Thursday, December 9, 2010

Kiwi effort makes difference in Bamiyan

When Inspector Ged Byers joined the police in 1978, he never thought the job would take him to Afghanistan.
The long-serving police officer has just returned from a six-month stint working to streamline the judicial and prosecution system, combat corruption and train police in how to work with the community.
Acting as superintendent to two other police officers from Auckland and Christchurch, Mr Byers was based at the New Zealand Defence Force headquarters in Bamiyan province.
Working under the United Nations Police Mission banner, Mr Byers said one of the toughest things was trying to restructure the police force from a military role to public service.
"The issue is these people have been fighting for 40 years or so and their police have been in a military-type role where very much it is `might is right' ... and my take on things is that they've struggled with the sort of relationship they have with the public."
Working to establish a judicial system had been rewarding, leading to the first public trial in Bamiyan history.
Admitting to a few nerves when he first arrived, Mr Byers said he soon realised the province was relatively safe as long as protocol was followed.

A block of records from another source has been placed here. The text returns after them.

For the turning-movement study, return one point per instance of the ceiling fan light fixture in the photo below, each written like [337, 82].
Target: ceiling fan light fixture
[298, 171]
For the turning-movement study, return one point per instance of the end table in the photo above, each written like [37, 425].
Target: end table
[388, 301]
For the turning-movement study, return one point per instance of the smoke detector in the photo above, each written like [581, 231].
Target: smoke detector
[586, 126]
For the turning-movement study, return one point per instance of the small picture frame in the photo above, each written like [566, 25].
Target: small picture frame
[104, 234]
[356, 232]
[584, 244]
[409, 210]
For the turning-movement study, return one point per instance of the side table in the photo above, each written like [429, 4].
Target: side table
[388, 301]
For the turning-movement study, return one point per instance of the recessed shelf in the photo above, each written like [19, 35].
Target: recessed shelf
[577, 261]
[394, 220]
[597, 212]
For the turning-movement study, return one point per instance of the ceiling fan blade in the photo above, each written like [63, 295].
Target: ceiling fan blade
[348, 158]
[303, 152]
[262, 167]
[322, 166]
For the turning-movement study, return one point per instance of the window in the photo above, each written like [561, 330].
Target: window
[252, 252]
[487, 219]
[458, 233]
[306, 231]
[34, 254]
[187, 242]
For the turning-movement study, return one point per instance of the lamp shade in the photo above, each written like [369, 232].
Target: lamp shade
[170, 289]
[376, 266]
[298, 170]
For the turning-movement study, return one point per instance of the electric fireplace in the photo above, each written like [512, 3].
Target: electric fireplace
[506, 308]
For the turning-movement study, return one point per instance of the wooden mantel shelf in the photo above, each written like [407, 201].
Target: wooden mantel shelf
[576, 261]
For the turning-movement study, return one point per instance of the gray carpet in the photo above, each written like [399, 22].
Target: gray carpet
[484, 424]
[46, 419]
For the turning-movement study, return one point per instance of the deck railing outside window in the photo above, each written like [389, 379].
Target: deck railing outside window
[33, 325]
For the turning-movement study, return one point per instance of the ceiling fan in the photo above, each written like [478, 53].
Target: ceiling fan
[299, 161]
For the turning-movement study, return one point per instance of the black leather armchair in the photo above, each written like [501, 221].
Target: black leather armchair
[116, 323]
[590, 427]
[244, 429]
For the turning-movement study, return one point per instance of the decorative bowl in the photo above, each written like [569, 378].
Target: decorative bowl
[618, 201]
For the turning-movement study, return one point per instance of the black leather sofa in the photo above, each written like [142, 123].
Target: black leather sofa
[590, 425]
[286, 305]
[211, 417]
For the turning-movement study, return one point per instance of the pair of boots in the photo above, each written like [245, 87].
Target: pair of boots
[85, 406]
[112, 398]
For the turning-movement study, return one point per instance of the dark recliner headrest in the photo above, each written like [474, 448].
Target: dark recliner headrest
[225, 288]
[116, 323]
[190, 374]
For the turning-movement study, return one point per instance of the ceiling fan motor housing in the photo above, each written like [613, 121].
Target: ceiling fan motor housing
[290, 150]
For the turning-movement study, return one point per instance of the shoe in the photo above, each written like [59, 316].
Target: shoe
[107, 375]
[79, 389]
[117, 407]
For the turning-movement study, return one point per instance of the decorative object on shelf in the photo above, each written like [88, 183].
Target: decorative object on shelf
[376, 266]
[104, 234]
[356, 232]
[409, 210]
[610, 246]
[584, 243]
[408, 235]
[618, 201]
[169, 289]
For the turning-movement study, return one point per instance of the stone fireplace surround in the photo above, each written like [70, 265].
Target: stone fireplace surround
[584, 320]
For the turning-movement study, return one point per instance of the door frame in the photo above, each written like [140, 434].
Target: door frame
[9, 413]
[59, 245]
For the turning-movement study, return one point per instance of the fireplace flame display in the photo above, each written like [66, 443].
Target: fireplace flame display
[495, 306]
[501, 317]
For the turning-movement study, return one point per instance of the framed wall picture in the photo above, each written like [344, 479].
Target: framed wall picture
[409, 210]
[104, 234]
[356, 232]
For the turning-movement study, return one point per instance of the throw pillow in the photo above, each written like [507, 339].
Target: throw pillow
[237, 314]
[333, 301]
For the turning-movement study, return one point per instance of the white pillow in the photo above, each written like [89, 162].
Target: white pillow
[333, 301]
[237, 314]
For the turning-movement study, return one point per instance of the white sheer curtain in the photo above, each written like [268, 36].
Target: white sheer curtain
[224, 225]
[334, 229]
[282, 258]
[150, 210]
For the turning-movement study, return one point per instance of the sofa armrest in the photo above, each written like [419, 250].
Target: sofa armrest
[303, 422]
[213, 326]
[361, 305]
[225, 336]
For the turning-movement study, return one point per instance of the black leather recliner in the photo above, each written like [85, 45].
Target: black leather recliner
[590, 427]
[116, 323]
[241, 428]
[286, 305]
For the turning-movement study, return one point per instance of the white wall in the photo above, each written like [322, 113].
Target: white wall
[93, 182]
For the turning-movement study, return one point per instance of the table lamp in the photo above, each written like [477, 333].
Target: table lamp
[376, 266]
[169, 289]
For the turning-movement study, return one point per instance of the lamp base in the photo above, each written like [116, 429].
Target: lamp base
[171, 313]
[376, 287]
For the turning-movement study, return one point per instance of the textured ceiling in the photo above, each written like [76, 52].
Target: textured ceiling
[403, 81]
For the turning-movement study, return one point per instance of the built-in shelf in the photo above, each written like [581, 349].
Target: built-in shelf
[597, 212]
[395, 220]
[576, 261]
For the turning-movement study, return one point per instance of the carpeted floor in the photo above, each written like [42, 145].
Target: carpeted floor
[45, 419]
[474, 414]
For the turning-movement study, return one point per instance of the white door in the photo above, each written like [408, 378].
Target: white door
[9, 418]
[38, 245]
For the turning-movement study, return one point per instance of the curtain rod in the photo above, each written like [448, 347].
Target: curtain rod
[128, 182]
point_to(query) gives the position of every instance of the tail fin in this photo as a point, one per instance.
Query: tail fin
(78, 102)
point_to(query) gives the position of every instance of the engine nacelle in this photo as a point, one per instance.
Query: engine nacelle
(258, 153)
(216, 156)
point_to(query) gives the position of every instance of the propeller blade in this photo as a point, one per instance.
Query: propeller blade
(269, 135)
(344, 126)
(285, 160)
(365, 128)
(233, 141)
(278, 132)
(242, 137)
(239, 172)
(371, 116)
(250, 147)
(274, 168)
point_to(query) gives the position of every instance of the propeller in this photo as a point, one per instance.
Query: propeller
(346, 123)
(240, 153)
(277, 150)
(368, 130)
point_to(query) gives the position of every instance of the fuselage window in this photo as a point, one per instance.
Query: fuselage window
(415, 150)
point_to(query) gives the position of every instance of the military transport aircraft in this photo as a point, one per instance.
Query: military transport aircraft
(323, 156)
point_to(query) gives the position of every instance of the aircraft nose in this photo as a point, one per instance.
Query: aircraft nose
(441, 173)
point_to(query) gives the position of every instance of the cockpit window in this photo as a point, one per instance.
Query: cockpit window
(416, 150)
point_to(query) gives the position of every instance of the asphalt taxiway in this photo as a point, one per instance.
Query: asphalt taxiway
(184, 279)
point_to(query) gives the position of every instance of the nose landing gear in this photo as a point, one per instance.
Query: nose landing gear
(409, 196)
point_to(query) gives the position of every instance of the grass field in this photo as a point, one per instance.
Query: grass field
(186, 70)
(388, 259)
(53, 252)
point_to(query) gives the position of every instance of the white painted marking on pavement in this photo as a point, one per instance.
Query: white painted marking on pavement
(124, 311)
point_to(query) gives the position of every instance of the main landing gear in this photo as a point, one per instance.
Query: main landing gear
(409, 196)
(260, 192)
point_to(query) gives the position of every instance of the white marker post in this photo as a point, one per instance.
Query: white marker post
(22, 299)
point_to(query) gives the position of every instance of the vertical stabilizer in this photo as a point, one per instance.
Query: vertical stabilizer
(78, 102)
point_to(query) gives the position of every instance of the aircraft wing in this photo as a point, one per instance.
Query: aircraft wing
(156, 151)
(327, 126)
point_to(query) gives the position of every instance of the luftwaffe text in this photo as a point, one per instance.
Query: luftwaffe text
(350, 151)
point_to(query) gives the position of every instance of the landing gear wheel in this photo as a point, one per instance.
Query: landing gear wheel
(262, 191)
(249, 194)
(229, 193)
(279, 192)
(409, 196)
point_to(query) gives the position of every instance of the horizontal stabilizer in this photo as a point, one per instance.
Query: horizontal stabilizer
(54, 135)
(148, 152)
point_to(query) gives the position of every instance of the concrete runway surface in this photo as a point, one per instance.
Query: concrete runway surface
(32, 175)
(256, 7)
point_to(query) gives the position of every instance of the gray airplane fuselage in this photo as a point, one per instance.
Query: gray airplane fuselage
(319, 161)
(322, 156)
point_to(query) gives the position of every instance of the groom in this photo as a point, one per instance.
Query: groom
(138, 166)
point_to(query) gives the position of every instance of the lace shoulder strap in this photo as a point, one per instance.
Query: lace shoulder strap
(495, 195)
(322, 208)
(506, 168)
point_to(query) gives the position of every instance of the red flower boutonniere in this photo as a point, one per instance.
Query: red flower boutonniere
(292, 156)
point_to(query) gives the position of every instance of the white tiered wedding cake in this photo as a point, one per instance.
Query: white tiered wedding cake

There was always a chance an insurgent could attack but the New Zealand forces were well-prepared and professional.
"I think naturally you're a wee bit concerned because while you've had pre-deployment training you're still influenced by what you hear in the media ... but the reality is it's very different in Bamiyan. Having said that, if you went to Kabul or one of the other bases you visited the situation is different, very different."
When the New Zealand forces suffered their first casualty, Lieutenant Tim O'Donnell, this year, it was a tough time in the camp. Mr Byers had worked with Mr O'Donnell's father so knew the family. He was confident the knowledge that familiar people were working hard to bring their son home had helped the family.
Asked if a New Zealand police presence in Afghanistan was necessary, Mr Byers said: "I think so. If we don't do this work then you're not going to have civilian policing. If you want development in that country, if you want to do away with the corruption you want people to have confidence in the law – and the lack of confidence in the law was one of the breeding factors for the Taleban."